How the Other Half Loves

Alan Ayckbourn
Bill Kenwright
Everyman, Cheltenham

Leon Ockenden and Charlie Brooks, Matthew Cottle and Sara Crowe, Caroline Langrishe and Robert Daws Credit: Neil Sean
William, Bob, Mary, Frank and Fiona Credit: Neil Sean
Matthew Cottle and Sara Crowe as William and Mary Credit: Neil Sean

They roared with laughter, they cheered when the rotter got his rotten desserts and the man near me repeated aloud the funny lines. Very frequently.

Alan Ayckbourn’s early play, written and set in a time that will always be the 1960s, may show its age in the social relations of the period, but it points forward too to the playwright’s trixiness and hints at darker class commentaries to come. Above all, however, it’s still a hoot.

The piece is built around an affair between Fiona (Caroline Langrishe) and the contemptible, unprincipled Bob (Leon Ockenden), an affair which becomes hopelessly entangled because of misunderstandings by the doltish Frank (Robert Daws), Fiona’s husband and Bob’s boss.

Don’t expect profundity. Much is farce, in which the twerp is very twerpish, the boor very boorish, the mouse very mousey and there is the obligatory reference to fixing Frank’s ballcock.

Yet Ayckbourn can turn a simple shopping list into a statement of social status, and find a joke that in just four words says everything about dim, naïve old Frank. “I’ve left him,” says Charlie Brooks’s Teresa after ditching no-good husband Bob. “Where?” says Frank.

That wonderful Ayckbourn stagecraft is already evident, with two dinner parties, held on consecutive nights, played simultaneously, with actors turning from one to the other between mouthfuls of avocado or chicken noodle soup.

The set, designed by Julie Godfrey, is split, the wallpaper, the entrances, even the sofa and coffee table divided to represent the home styles of Frank / Fiona, Bob / Teresa. Alan Strachan has been directing this comic masterpiece for 30 years and the result is a joy to behold as actors in different time zones rush past each other, with inches to spare, like traffic in a speeded-up film.

The pace is remarkable, yet the cast make every line sing, and even the silences, in fact especially the silences are funny.

Daws shows the way as Frank—it’s not easy being that stupid.
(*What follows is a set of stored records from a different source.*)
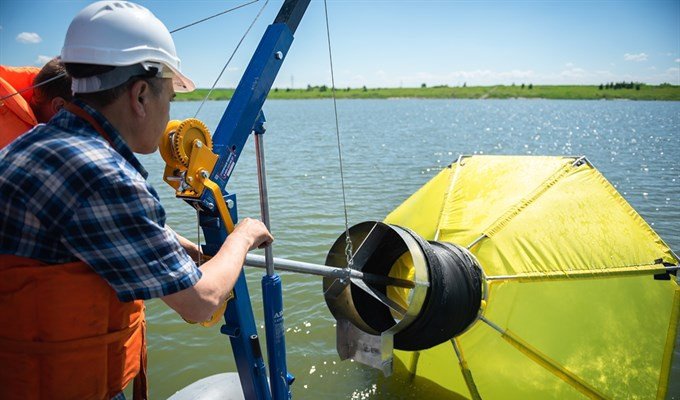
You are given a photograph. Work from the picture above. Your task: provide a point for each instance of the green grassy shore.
(636, 92)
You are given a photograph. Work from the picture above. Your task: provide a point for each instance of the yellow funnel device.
(579, 303)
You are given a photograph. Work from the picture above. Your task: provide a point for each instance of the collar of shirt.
(117, 141)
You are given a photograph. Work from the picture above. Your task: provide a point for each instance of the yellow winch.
(186, 147)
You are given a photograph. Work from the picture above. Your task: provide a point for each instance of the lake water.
(390, 149)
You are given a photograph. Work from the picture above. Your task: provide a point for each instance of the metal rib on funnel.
(373, 319)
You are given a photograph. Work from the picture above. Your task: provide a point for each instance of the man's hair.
(60, 87)
(106, 97)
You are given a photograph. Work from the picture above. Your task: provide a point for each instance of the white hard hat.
(121, 34)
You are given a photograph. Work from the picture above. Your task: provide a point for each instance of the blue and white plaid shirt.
(66, 194)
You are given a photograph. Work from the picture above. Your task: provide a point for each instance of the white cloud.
(28, 37)
(42, 60)
(635, 57)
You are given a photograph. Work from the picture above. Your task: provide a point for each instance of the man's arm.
(219, 274)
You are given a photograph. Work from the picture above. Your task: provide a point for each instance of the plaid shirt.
(66, 194)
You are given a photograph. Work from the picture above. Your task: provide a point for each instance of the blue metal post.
(229, 138)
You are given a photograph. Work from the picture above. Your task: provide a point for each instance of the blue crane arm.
(245, 106)
(242, 116)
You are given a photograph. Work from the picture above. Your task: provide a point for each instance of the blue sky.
(401, 43)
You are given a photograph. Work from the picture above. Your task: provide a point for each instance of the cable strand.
(213, 16)
(349, 251)
(230, 58)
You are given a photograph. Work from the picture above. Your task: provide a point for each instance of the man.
(83, 239)
(50, 89)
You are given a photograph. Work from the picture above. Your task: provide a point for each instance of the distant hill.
(630, 91)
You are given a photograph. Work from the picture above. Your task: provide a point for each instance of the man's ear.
(56, 104)
(138, 96)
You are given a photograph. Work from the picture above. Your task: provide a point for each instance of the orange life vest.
(16, 116)
(65, 335)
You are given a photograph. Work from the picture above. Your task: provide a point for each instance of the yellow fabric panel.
(600, 323)
(562, 223)
(500, 371)
(485, 187)
(609, 332)
(422, 210)
(438, 364)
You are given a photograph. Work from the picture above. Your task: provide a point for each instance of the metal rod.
(258, 261)
(264, 199)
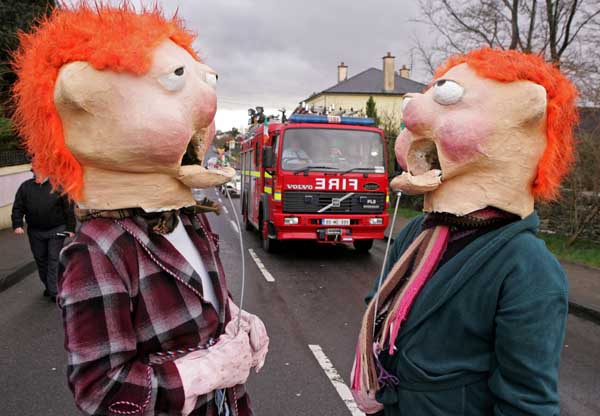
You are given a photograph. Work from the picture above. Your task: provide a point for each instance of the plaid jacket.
(131, 304)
But the stars of the show are Matthew Cottle and Sara Crowe as Frank’s junior employee William and his deathly shy wife Mary. Their hilarious double act is worthy of one of those golden clips of silent comedy, which included Cottle turning purple (how did he do that?) trying to open a bottle of wine, and Crowe producing hiccups to order like a well-drilled percussionist.